There are 50 students on the coed floor. Two men or two women share each room. A handful of students who are neither Jewish nor Muslim also choose to live on the floor.

“A lot of people keep coming back,” said Bubis, who's marking her second year as a resident.

It's year three for Alnatour, whose family moved to the United States from Kuwait after the end of the first Gulf War.

“As a freshman, you have something in common with the people who live around you,” Alnatour said, explaining why she was attracted to the floor. Although she laughs when she recalls her surprise at learning she would have Jewish neighbors, too.

“It's not very clear in the housing brochure that the Muslim and Jewish wings are together,” Bubis said.

The fact that USC's Shalom-Muslim floor has evolved both organically and unofficially means that, like Alnatour, many of the students who arrive on move-in day are surprised when they meet some of their neighbors.

Traditions like Monday Munchies and the floor's open-door policy — if your door's open, company's welcome — are designed to help newcomers quickly adapt to the novel environment.

And both the temperament of the current generation of students and the culture of the floor tend to discourage the kind of fiery debates over politics that would disrupt the mellow culture of the floor.

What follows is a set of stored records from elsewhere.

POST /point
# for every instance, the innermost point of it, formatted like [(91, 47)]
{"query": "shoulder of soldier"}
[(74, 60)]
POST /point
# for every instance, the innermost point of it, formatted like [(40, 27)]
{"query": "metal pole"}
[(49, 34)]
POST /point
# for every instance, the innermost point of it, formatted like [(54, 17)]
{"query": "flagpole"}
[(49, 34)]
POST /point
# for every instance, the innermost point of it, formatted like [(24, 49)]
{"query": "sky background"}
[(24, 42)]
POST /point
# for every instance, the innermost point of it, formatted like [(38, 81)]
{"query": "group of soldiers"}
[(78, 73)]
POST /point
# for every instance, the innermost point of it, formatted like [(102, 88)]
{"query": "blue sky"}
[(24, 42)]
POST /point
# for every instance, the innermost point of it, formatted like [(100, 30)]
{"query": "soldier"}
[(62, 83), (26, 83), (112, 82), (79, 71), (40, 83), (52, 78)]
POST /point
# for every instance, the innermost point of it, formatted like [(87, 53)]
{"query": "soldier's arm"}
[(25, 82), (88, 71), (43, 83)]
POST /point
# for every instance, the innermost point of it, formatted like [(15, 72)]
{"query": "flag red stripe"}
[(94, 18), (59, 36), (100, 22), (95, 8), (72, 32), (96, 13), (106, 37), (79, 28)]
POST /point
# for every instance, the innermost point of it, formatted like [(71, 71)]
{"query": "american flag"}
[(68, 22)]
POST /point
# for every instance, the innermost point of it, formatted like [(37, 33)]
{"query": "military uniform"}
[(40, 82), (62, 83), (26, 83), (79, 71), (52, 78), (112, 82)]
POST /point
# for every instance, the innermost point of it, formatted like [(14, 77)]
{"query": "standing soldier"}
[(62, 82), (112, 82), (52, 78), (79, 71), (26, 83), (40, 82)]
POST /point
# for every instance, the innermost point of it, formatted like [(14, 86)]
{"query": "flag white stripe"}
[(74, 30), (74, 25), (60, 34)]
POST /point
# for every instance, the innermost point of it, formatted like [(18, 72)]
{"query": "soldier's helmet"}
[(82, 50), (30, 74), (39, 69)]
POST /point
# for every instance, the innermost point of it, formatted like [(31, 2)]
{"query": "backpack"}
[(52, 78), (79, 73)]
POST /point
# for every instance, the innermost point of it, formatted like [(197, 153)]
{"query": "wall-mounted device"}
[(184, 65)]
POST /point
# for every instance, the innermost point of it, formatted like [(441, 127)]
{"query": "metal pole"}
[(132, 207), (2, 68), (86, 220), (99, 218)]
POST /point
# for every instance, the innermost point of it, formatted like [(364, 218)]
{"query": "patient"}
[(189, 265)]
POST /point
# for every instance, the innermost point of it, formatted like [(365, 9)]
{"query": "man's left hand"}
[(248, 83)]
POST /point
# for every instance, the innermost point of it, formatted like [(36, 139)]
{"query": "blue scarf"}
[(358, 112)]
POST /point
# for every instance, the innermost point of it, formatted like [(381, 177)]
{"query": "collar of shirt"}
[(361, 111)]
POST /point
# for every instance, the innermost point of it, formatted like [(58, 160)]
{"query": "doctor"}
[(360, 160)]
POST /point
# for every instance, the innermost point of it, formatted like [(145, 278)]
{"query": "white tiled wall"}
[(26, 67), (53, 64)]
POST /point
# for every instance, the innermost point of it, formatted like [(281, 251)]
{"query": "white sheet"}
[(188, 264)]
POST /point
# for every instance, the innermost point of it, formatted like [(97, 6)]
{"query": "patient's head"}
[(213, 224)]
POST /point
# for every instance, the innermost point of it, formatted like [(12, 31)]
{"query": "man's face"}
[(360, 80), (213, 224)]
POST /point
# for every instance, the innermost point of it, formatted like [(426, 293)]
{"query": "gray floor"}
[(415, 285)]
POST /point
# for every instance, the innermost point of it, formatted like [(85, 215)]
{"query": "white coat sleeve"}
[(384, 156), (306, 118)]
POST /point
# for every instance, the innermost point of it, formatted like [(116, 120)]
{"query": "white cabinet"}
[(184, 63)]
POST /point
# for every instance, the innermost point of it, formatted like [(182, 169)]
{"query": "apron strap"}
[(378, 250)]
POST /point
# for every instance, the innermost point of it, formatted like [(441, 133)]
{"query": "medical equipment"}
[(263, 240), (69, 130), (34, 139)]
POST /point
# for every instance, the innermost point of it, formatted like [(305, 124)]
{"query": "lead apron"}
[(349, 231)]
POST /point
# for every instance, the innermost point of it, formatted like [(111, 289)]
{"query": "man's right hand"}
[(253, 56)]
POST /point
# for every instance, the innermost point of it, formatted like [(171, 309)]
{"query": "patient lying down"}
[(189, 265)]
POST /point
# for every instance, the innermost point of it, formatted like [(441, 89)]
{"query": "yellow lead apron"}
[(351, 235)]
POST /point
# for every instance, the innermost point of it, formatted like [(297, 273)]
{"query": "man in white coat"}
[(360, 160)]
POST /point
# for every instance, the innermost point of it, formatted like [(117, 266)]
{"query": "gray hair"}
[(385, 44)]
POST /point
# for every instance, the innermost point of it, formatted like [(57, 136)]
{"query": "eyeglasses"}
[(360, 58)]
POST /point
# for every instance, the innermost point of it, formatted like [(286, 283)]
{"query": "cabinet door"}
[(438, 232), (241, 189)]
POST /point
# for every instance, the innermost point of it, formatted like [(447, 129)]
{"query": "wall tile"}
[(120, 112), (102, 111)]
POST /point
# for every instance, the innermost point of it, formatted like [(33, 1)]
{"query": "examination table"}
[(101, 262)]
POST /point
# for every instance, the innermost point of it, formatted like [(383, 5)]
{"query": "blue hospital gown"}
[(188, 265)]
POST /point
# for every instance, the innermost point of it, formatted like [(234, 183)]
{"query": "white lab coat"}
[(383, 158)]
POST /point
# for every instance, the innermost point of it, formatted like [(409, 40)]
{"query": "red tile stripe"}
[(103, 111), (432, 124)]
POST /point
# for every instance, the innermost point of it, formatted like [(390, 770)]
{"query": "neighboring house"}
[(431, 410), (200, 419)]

“Politics never comes up,” said Amir Yassai, a junior from Orange County. “I think it has to do with the fact that people my age are more open-minded.”

When he returned to school soon after last summer's conflict between Israel and Hezbollah had subsided, Yassai's Iranian-born parents asked him whether there was any tension on the floor.

“It was hard for them to believe it just isn't an issue,” Yassai said.

Still, some residents perceive an underlying tension on the floor — not between Jews and Muslims, but between the ardor that attracts students to the community and the tacit détente that helps to sustain it.

“It's true that people stay away from political conversation,” said Hasan Qazi, a biology major whose parents immigrated to the United States from Pakistan. “But that doesn't mean that people don't hold deep political convictions. Everyone chooses to live here because they're passionate about their identity as Muslims or Jews.”

Laemmle describes this situation as “the elephant on the Shalom-Muslim floor.”

“Eventually I think students will find a way to engage each other at that level,” she said. “If you build a tradition of trust, political discussion can be safer.”

Bubis and Alnatour have already laid the foundation for what could become the next stage in the growth of USC's Shalom-Muslim Floor. Together they've successfully lobbied for a greater selection of kosher and halal food at a nearby dining hall. The precedent of that small collaboration could help other residents of this quietly revolutionary community find common ground in a passionate, ice cream fueled conversation on some future Monday.

If Laemmle's elephant analogy is apt, it's likely just a matter of time.